Investing in cryptocurrencies is about to get harder—and a lot more expensive. Two of the world’s largest credit card processors, VISA and MasterCard, have just changed the way that the purchase of cryptocurrencies like Bitcoin and Ethereum are processed—reclassifying them as “cash advances” instead of “purchases”.
Now, instead of just having to pay the standard four percent credit card transaction fee when purchasing virtual currencies from platforms like Coinbase, investors will be charged an extra five percent by the credit card companies themselves.
If the whopping nine percent in base fees doesn’t dissuade investors, the interest that immediately begins compounding daily just might. Cash advances garner some of the highest interest rates at an average of 24.24 percent, with some credit cards charging up to 36 percent.
Purchasing cryptocurrencies using credit cards has already become a growing hurdle for tenacious investors. Major banks like JPMorgan Chase, Bank of America, and Citigroup have already announced that they will be banning their credit cards from being used to purchase cryptocurrencies. These new changes and regulations are coming on the heels of growing fear that the depreciation in value of cryptocurrencies will make some investors unable to repay their bank if the purchase was made on credit.
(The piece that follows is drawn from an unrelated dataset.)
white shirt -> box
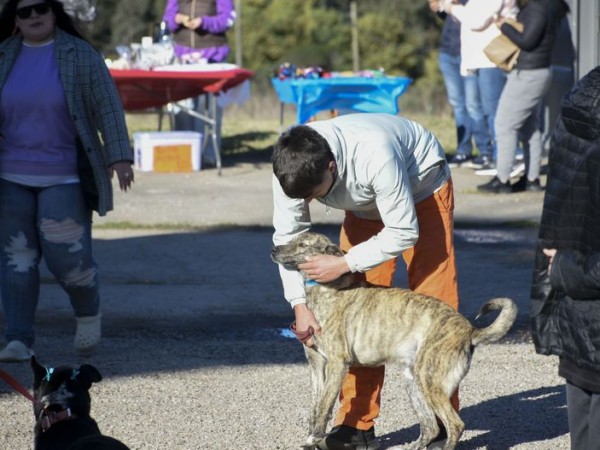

Other purchasing options still exist if you are hoping to jump onto the cryptocurrency bandwagon. Banks’ new regulations don’t affect purchases made with debit cards, and transferring bank funds (while slower and inherently riskier than an instant purchase) is still a viable route. You may just want to wait until the cryptocurrency market stabilizes before hopping aboard. Bitcoin has lost more than half of its value since peaking at around $20,000 less than two months ago, and other virtual currencies had similar demises.